BetterLawNotes-5 (2)


Generally, a display of goods in a shop will be treated as an invitation to treat and not an offer. The leading case is the Boots case which was decided at a time when retailers were beginning to introduce the self-service format which is now almost universal in shops.

Pharmaceutical Society v Boots [1953] 1 QB 401 (CA)

Boots operated a self-service pharmacy in which customers could select certain medicines from the store’s shelves before paying at the counter. A registered pharmacist, present at the counter, could prevent completion of a sale if he thought fit. The Pharmaceutical Society argued that a sale took effect when the customer put the medicine in his basket and that this contravened the provisions of the Pharmacy and Poisons Act 1933 which required that certain medicines should only be sold under the supervision of a registered pharmacist. The Court of Appeal rejected this argument. The sale of the medicines took place at the sales counter; the display of medicines on the shelves was an invitation to treat and not an offer to sell. According to Somervell LJ, the customer made the offer to buy when, having chosen the item he wished to buy, he took it to the sales counter.

The principle in the Boots case was applied a few years later in another case involving the display of goods.

Fisher v Bell [1961] 1 QB 394

A knife was on display in the window of Bell’s shop. Behind the knife was a ticket with the words ‘Ejector Knife – 4s’. Bell was charged under s 1(1) of the Restriction of Offensive Weapons Act 1959 which made it an offence to offer for sale a flick knife. The charge was dismissed. 

‘It is clear that, according to the ordinary law of contract, the display of an article with a price on it in a shop window is merely an invitation to treat. It is in no sense an offer . . .’ (Lord Parker CJ at 399)

But the display of goods for sale will not always amount to an invitation to treat. Consider the sale of petrol and diesel at filling stations. Typically, customers fill their cars with fuel from the self-service pumps located on the stations’ forecourts. It has been said that ‘the contract for the sale of the petrol [takes] place when the tank was filled and not, as in a supermarket at the till.’1 This conclusion indicates that the availability of petrol from the pumps comprises an offer to sell which the customer accepts by discharging the fuel into the car’s tank.
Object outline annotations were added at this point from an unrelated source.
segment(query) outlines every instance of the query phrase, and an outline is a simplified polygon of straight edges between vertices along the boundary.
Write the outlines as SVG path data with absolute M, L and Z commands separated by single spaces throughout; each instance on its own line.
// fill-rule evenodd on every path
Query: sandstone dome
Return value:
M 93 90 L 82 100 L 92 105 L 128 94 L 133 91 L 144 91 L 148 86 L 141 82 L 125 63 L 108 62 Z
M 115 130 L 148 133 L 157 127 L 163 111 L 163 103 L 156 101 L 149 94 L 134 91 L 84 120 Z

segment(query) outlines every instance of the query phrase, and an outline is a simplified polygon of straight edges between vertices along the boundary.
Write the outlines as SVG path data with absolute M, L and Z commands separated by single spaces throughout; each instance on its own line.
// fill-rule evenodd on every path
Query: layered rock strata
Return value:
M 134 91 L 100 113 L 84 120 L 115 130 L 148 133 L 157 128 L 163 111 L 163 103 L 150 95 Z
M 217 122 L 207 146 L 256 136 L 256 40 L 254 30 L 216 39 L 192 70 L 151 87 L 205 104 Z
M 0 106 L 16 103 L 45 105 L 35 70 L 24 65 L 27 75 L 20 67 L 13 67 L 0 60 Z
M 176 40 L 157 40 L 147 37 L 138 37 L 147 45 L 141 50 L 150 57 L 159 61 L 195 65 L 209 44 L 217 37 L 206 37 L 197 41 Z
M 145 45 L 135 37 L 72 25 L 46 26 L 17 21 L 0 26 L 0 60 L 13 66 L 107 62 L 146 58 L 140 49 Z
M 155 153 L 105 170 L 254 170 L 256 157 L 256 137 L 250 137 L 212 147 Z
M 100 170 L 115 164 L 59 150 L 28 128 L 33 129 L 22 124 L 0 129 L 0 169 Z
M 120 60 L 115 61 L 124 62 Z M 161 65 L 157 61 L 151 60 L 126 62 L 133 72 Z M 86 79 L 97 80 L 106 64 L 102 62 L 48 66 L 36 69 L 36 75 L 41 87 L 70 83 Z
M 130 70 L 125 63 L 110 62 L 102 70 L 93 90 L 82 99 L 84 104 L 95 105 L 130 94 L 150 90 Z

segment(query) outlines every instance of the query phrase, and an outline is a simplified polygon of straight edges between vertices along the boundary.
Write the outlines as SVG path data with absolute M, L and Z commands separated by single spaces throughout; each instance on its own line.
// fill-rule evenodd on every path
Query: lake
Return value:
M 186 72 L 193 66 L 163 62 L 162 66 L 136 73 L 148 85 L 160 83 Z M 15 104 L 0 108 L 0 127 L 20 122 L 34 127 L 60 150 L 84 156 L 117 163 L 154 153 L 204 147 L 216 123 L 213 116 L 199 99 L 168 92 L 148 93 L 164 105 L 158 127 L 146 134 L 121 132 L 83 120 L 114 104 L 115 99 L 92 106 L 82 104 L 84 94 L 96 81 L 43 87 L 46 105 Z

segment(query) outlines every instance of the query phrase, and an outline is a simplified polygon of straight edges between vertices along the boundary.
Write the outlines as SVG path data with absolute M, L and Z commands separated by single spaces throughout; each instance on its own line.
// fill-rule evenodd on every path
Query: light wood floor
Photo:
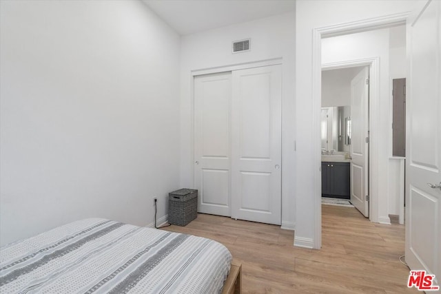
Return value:
M 404 293 L 409 269 L 398 260 L 404 227 L 374 224 L 356 209 L 322 205 L 322 248 L 293 246 L 278 226 L 198 214 L 167 231 L 215 240 L 242 262 L 245 293 Z

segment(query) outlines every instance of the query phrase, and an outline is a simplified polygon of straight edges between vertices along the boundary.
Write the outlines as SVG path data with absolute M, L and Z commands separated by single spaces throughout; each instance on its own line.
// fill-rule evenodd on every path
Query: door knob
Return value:
M 428 182 L 427 185 L 431 188 L 433 188 L 433 189 L 439 188 L 440 189 L 441 189 L 441 182 L 440 182 L 440 184 L 438 185 L 436 185 L 436 184 L 433 185 L 432 183 Z

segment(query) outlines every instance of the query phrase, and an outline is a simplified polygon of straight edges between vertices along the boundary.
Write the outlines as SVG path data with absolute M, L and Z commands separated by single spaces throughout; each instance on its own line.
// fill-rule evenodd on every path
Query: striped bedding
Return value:
M 212 240 L 86 219 L 0 248 L 0 293 L 216 293 L 231 261 Z

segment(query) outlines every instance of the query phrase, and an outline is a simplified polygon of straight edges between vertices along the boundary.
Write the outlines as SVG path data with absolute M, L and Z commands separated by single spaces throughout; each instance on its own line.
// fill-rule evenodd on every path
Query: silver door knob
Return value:
M 438 185 L 436 185 L 436 184 L 433 185 L 433 184 L 432 184 L 431 182 L 428 182 L 427 185 L 429 187 L 430 187 L 431 188 L 433 188 L 433 189 L 439 188 L 440 189 L 441 189 L 441 182 L 440 182 L 440 184 L 438 184 Z

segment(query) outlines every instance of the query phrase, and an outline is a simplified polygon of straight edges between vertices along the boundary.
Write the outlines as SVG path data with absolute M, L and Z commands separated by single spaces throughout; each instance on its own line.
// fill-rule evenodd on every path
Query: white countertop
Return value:
M 322 155 L 322 161 L 327 162 L 350 162 L 350 159 L 345 158 L 344 155 Z

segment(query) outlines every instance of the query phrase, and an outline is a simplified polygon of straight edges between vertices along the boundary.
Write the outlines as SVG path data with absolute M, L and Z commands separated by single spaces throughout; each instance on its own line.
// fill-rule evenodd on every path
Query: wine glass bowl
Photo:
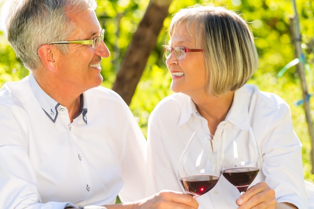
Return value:
M 196 198 L 211 189 L 221 173 L 221 141 L 194 132 L 183 151 L 179 177 L 185 190 Z
M 224 129 L 222 175 L 242 194 L 259 171 L 261 157 L 251 128 Z

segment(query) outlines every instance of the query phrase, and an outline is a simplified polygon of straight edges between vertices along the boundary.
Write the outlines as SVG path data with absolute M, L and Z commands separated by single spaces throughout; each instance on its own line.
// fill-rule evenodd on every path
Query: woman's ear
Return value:
M 37 54 L 42 63 L 48 70 L 54 71 L 56 63 L 57 54 L 56 49 L 49 44 L 41 45 L 37 50 Z

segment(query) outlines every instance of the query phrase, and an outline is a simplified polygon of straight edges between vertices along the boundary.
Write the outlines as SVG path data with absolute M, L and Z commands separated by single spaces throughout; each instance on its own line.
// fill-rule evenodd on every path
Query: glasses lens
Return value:
M 101 32 L 100 32 L 100 34 L 99 36 L 96 37 L 93 40 L 93 48 L 96 49 L 99 46 L 100 44 L 100 42 L 101 40 L 103 41 L 104 37 L 104 30 L 102 29 Z
M 174 49 L 174 53 L 178 60 L 183 60 L 186 57 L 185 49 L 183 47 L 176 47 Z
M 94 39 L 93 42 L 93 48 L 96 49 L 99 46 L 100 42 L 101 41 L 101 37 L 97 36 Z

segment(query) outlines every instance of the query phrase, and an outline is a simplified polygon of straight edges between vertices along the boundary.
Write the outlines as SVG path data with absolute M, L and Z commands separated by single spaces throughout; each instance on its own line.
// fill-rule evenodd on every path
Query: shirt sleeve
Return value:
M 160 118 L 160 113 L 155 111 L 150 115 L 148 125 L 146 196 L 163 189 L 181 191 L 177 170 L 170 159 L 172 153 L 169 152 L 164 144 L 164 139 L 172 139 L 163 138 L 163 131 L 160 130 L 160 123 L 163 120 Z
M 17 115 L 19 108 L 0 104 L 0 208 L 15 209 L 64 209 L 77 207 L 70 202 L 41 202 L 37 181 L 23 142 L 24 129 Z M 18 113 L 20 114 L 14 114 Z M 25 137 L 25 136 L 24 136 Z
M 146 141 L 128 106 L 123 104 L 120 131 L 123 186 L 119 193 L 122 202 L 144 197 Z
M 260 108 L 254 115 L 259 121 L 251 120 L 262 155 L 262 174 L 278 202 L 307 208 L 301 144 L 293 131 L 288 105 L 279 100 L 277 107 L 272 111 Z

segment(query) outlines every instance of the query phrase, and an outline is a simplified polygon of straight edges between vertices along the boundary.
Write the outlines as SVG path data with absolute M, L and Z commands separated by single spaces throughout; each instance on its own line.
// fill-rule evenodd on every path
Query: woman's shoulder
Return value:
M 244 88 L 251 97 L 251 102 L 255 101 L 257 104 L 276 109 L 282 106 L 288 106 L 281 97 L 275 93 L 261 91 L 252 84 L 246 84 Z

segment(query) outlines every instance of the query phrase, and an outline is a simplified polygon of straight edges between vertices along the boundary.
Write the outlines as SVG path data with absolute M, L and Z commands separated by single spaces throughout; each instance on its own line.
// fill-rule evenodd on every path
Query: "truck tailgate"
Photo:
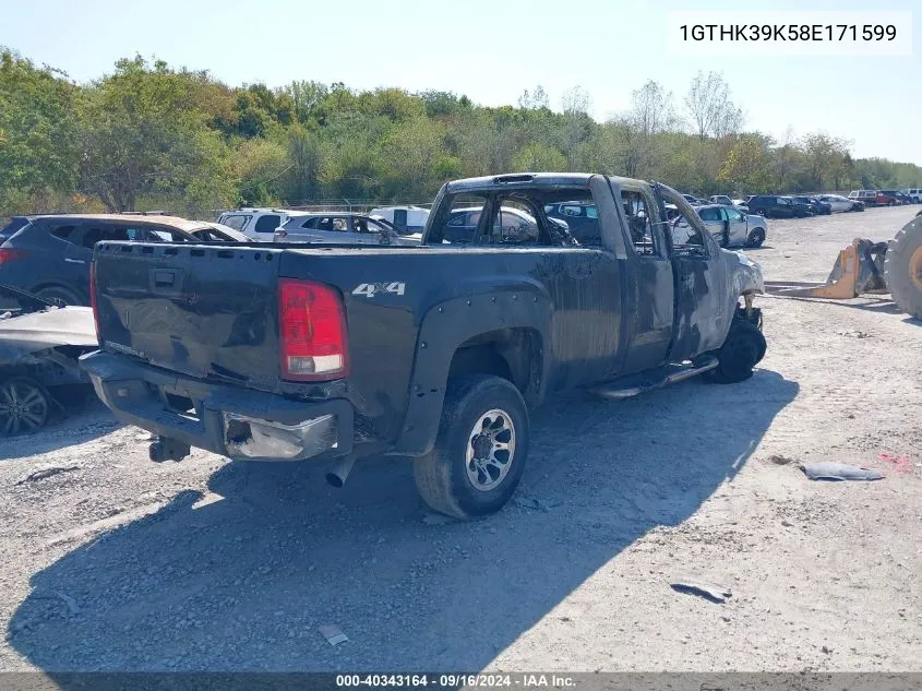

Such an analysis makes good sense. Construing the filling of the petrol tank as an offer to buy the petrol, or an invitation to treat, would be problematic. In practice, by putting the petrol into the tank, ‘the die is cast’.2 The customer is committed to buying the fuel as, to all intents and purposes, there is no going back. 

1 Re Charge Card Services [1989] Ch 417, 4?? (Sir Nicholas Browne-Wilkinson VC). 

2 Korbetis v Transgrain Shipping BV [2005] EWHC 1345 (QB) at [10] (Toulson J).

A similar approach can be seen to have been adopted inthe Chapelton case:

Chapelton v Barry UDC [1940] 1 KB 532

The defendant council had placed a pile of deck chairs for hire, next to which was a notice stating that chairs could be hired ‘2d per 3-hour session’. The Court of Appeal held that the pile of chairs and accompanying notice constituted an offer by the defendant and not merely an invitation to treat.

Returning to the display of goods in shops, Boots and Fisher involved items, the sale of which a retailer might want to restrict. For example, a retailer will generally commit an offence if they sell alcohol or cigarettes or a knife to a 12-year-old child. It follows that a retailer might not want to offer a particular item to just anybody. But what about a box of cornflakes? Is it really the case that a supermarket is not ready, able and willing to sell a box of cornflakes to any shopper? What remains to be agreed?